Luis Abreu Talks About iOS 8 and Privacy

July 07, 2014

I’ve gathered this information by watching over 17 hours of WWDC 2014 sessions and carefully reviewing, analyzing what was said, and writing a huge number of notes on Security, Privacy, UX and other areas which I will be publishing here in the coming weeks.

There’s some great information here. Worth reading, especially if you have an app that accesses resources such as Core Location or the camera.

WWDC ’14

June 03, 2014

Wow. I’ve been a Cocoa developer for about 11 years, and I’m not sure I’ve ever been as excited about what’s being announced at WWDC as I am this year.

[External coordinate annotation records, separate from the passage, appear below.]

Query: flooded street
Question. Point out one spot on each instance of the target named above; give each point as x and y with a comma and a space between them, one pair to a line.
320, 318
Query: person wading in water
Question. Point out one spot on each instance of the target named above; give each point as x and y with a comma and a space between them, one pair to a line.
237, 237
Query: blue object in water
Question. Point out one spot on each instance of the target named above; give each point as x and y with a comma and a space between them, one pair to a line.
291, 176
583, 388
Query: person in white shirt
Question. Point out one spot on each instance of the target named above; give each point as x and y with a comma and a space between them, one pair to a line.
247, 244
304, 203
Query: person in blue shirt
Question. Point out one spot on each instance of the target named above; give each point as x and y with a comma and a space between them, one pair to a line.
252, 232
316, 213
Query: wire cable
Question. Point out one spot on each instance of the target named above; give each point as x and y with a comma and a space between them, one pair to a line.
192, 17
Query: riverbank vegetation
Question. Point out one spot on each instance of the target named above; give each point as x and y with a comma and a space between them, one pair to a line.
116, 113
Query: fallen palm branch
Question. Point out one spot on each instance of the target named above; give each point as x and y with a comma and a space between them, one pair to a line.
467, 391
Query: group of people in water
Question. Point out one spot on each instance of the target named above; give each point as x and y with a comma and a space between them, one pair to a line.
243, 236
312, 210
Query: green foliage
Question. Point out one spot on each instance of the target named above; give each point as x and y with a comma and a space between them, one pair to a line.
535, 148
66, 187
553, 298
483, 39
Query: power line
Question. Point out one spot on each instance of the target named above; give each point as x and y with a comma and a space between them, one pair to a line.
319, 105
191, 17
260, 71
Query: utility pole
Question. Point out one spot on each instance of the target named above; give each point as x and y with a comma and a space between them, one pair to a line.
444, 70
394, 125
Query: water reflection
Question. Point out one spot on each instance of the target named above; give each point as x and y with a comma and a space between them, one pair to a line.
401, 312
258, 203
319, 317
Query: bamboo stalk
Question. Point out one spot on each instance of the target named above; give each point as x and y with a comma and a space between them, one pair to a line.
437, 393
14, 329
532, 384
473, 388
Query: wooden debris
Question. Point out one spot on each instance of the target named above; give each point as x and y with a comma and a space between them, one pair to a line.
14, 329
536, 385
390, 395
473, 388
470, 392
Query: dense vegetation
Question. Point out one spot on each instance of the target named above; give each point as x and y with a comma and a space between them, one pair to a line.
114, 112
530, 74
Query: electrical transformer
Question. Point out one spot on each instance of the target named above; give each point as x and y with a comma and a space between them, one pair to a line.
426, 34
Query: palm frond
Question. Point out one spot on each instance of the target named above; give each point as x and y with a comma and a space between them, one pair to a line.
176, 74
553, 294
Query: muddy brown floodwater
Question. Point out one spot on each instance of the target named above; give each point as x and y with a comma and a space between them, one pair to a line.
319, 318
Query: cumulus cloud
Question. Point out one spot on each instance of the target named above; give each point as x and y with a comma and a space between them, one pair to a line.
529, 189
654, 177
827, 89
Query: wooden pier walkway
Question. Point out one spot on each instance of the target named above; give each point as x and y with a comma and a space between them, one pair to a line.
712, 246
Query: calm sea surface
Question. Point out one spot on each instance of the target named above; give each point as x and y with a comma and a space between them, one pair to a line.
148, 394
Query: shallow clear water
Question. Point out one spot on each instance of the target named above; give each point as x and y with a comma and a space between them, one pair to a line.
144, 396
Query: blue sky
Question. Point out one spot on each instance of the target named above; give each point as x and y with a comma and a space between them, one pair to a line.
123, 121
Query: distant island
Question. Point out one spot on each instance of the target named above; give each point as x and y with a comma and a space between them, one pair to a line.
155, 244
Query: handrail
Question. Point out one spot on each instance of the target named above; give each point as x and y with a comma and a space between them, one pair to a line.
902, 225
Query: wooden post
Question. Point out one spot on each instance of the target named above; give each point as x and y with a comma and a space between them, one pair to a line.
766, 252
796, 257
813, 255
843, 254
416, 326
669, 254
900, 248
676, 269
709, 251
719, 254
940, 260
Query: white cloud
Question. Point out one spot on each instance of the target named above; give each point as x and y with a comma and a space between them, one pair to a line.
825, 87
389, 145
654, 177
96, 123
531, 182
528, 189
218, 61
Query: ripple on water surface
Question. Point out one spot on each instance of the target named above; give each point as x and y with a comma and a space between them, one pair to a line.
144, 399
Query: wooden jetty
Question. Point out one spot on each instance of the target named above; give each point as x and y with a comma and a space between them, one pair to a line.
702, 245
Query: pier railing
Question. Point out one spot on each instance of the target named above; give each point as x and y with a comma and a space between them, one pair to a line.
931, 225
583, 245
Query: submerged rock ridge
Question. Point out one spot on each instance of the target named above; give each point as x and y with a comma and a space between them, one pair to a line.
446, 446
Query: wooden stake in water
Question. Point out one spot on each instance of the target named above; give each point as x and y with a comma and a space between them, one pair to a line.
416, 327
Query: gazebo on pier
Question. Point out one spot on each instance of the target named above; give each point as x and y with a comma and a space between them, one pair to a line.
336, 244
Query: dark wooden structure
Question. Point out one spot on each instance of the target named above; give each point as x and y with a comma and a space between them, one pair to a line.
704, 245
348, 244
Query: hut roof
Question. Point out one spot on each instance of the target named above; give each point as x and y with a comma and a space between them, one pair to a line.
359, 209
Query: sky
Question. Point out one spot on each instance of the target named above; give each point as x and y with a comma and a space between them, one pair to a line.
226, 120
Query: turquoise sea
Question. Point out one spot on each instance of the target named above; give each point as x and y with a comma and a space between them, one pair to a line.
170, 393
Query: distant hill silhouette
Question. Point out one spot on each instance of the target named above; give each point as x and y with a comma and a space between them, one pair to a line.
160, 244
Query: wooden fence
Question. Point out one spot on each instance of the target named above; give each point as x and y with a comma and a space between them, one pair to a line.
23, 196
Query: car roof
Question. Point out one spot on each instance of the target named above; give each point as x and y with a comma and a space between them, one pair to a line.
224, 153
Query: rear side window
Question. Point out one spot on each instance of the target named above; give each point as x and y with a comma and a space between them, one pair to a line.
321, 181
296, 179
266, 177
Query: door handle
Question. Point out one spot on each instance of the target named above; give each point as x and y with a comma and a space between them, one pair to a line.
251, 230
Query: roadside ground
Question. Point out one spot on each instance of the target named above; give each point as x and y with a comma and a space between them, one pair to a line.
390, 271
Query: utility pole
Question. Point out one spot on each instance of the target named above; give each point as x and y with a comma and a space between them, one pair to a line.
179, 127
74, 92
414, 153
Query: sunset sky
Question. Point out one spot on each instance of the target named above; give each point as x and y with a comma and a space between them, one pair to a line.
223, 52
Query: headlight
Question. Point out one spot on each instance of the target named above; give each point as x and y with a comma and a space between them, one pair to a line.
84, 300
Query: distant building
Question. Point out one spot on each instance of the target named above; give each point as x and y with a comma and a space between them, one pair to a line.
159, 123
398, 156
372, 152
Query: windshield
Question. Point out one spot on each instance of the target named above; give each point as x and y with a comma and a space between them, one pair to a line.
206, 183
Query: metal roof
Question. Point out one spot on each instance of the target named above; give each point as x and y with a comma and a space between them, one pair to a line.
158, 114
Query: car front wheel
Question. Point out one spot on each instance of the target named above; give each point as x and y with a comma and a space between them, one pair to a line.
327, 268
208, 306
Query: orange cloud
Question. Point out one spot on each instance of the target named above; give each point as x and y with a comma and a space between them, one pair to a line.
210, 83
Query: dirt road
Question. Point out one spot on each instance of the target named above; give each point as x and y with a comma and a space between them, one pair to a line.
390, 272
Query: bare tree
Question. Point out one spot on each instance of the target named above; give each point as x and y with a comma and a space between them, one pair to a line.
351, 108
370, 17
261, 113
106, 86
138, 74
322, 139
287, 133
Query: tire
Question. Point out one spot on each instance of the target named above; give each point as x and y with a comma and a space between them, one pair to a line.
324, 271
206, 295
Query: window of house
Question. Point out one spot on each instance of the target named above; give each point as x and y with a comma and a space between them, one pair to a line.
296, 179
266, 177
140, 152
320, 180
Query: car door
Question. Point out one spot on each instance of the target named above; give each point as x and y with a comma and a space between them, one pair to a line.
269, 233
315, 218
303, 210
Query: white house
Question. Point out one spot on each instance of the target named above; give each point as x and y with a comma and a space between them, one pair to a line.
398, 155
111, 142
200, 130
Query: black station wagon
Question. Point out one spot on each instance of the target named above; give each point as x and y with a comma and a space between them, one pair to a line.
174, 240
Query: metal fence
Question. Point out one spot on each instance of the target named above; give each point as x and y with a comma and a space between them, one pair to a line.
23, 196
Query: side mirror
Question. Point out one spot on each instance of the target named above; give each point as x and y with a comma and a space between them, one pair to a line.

I’ll admit to being a little jaded to the platform at times. There’s the whole “race to the bottom” in app store prices. All of iCloud’s continuing problems. The (perceived) lack of innovation as Android has caught up and surpassed iOS in some areas.

My one thought after yesterday’s keynote is that Apple is still getting it right. There’s no iWatch, no TV SDK, but what was announced just opened up the doors for the next several years. It’s not going to happen overnight, but the Apple platform is going to get awesome. More powerful, more usable, and more innovative. And Apple knows it too. The atmosphere onstage at the keynote was still of a company at its best. As Craig Hockenberry writes, Apple has found a new confidence in itself.

The future looks bright. I’m very happy to be a Cocoa developer right now.

The Ghost Blogging Platform

May 25, 2014

Today I’m switching my blog from Wordpress to Ghost. Which means I should apologize for broken links, duplicate items in your RSS reader, etc. You know the drill.

I don’t have any real reason for moving, other than I’m switching hosting providers and there’s no better time to re-evaluate my options. And Ghost seems nice. It’s young, modern, and a little rough around the edges. The available themes seem to be built around content and typography rather than widgets and fluff. Writing posts in Markdown is nice, I enjoy it more than Wordpress’s visual editor or writing in HTML. Maybe the best part though, is that I’m starting to learn about tools like nginx, Ember.js and Sass that I’ve been meaning to pick up.

As a side note, it’s been fun looking through my old posts for content that needed special attention to migrate. It’s almost hard to remember back when the iPhone SDK didn’t exist, only a few early adopters were using git, and the CocoaDev Wiki was the place for Apple developers. You don’t really think much about just how much things have changed since then.